Не помню, как добираюсь до дома. Я хочу задержаться на улице чуть дольше, выветрить увиденное, но снова из носа течет кровь. Зажимаю пальцами ноздри и бегу домой. Не придумав ничего другого, вытираю руки о рубашку, чтобы взяться за ключ, но в ответ на мое копошение дверь открывается. На пороге стоит Иван.

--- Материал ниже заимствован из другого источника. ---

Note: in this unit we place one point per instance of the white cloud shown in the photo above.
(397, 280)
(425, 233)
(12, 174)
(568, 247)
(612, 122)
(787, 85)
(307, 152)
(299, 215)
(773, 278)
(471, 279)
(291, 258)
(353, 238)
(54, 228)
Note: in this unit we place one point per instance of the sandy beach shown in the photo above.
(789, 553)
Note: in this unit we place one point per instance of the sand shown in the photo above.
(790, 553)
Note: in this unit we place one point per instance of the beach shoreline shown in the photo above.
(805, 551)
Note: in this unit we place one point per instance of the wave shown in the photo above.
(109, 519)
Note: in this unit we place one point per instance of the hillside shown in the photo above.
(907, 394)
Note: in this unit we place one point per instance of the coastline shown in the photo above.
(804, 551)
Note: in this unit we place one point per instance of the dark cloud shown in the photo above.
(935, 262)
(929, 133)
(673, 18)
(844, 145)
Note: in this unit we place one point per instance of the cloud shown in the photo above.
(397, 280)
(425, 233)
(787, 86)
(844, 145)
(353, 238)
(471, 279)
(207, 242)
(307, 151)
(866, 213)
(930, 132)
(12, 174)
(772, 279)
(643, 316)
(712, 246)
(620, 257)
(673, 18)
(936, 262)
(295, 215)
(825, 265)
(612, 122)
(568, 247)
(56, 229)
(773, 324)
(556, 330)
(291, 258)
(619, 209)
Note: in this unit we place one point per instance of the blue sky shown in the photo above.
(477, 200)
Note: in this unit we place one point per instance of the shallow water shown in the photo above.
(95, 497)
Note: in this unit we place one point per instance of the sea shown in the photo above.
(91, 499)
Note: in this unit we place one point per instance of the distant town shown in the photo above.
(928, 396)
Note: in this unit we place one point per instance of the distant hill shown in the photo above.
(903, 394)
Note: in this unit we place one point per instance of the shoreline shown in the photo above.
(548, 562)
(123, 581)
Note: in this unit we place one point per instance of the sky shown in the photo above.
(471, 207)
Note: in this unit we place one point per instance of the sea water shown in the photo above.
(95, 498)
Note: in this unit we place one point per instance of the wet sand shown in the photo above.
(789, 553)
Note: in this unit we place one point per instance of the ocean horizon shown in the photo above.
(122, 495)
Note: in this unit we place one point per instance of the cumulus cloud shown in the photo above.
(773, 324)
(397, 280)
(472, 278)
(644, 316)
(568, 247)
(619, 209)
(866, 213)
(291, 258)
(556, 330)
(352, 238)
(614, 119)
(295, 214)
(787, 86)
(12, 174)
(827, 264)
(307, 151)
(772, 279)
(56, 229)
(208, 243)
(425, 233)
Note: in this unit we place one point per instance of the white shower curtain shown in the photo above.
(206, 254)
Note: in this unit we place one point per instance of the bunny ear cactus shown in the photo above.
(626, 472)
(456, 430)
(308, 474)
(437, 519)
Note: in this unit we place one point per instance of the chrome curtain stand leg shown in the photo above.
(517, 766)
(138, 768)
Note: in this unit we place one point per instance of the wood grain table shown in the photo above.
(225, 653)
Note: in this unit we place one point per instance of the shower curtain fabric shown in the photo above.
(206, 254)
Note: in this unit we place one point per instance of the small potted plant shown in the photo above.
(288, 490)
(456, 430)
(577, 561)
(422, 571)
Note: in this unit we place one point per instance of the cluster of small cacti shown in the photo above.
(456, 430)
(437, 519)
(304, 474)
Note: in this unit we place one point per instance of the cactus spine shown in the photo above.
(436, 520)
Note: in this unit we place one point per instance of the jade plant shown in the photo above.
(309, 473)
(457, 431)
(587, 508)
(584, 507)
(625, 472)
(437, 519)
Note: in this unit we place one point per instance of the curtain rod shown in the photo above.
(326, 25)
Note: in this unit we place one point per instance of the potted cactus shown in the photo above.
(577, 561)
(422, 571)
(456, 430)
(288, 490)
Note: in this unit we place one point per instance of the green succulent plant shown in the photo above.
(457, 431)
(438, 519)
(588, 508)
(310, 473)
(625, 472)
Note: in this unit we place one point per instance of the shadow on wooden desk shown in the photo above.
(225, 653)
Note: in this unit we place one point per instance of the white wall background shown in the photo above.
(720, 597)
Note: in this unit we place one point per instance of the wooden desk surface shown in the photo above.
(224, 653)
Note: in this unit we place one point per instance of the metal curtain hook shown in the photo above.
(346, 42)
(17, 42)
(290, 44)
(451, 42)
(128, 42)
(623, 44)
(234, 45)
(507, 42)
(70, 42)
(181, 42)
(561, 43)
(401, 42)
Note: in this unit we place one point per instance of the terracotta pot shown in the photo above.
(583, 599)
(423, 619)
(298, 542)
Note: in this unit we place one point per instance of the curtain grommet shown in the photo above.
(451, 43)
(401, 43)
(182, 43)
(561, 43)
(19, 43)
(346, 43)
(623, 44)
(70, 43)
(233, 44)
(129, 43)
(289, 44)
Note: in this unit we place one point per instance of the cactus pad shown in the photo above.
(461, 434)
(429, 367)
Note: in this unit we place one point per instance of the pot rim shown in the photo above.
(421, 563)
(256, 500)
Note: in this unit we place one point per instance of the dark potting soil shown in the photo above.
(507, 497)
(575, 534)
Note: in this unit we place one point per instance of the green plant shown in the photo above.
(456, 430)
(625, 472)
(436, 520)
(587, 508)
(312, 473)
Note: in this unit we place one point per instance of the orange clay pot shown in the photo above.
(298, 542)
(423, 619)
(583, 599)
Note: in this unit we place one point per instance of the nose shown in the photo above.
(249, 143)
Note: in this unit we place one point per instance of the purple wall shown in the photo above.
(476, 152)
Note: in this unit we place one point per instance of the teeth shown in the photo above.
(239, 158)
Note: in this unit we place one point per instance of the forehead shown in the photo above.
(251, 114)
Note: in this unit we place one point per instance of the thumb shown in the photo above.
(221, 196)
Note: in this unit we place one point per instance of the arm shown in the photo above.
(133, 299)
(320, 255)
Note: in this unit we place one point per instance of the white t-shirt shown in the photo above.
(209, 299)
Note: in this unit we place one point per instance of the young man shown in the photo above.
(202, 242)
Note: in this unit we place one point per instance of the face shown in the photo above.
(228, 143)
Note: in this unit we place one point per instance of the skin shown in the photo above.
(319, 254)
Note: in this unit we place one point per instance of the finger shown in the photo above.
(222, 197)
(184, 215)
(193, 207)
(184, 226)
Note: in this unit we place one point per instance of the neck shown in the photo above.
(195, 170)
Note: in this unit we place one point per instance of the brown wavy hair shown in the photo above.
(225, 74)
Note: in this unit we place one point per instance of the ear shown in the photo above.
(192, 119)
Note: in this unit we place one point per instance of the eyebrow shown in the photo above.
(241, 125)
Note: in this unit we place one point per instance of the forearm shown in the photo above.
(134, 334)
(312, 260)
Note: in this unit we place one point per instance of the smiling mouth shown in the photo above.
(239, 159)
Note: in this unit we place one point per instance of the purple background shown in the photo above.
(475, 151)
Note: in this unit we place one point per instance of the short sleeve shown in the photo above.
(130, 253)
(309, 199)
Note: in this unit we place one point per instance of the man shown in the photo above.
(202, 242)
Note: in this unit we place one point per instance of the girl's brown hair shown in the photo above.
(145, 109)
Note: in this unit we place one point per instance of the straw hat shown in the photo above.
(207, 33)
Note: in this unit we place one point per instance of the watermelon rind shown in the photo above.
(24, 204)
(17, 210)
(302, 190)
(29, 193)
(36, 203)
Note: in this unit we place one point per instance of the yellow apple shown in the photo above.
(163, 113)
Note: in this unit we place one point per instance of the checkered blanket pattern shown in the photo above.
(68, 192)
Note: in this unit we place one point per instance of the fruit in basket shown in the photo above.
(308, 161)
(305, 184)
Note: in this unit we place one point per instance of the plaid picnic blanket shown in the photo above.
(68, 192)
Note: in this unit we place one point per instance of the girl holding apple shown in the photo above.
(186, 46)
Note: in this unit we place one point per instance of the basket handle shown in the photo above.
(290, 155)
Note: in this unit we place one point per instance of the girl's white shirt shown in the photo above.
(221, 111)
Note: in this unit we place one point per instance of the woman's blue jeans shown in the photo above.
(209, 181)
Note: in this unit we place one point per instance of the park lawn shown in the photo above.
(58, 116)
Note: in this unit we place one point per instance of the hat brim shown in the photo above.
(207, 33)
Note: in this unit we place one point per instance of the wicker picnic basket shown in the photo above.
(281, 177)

— Привет, — прошмыгиваю мимо него в ванную, срываю одежду в стирку и натягиваю свою футболку, тщательно умываюсь.
— Где ты была? — тон Ивана спокойный, но чувствуется, как он недоволен моим отсутствием. Ищу во взгляде подозрительность и успокаиваюсь, не найдя.
— Прогуливалась. Тебя не ждут дома?
— Сегодня я здесь ночую.
Я оглядываю комнату с одним двухместным диваном и вопросительно смотрю на него.
— На полу постели.
Послушно выполняя просьбу, я первой заговариваю с ним, задавая подряд все вопросы, приходящие в голову — и мои, и голосов. Как не странно, Иван охотно отвечает.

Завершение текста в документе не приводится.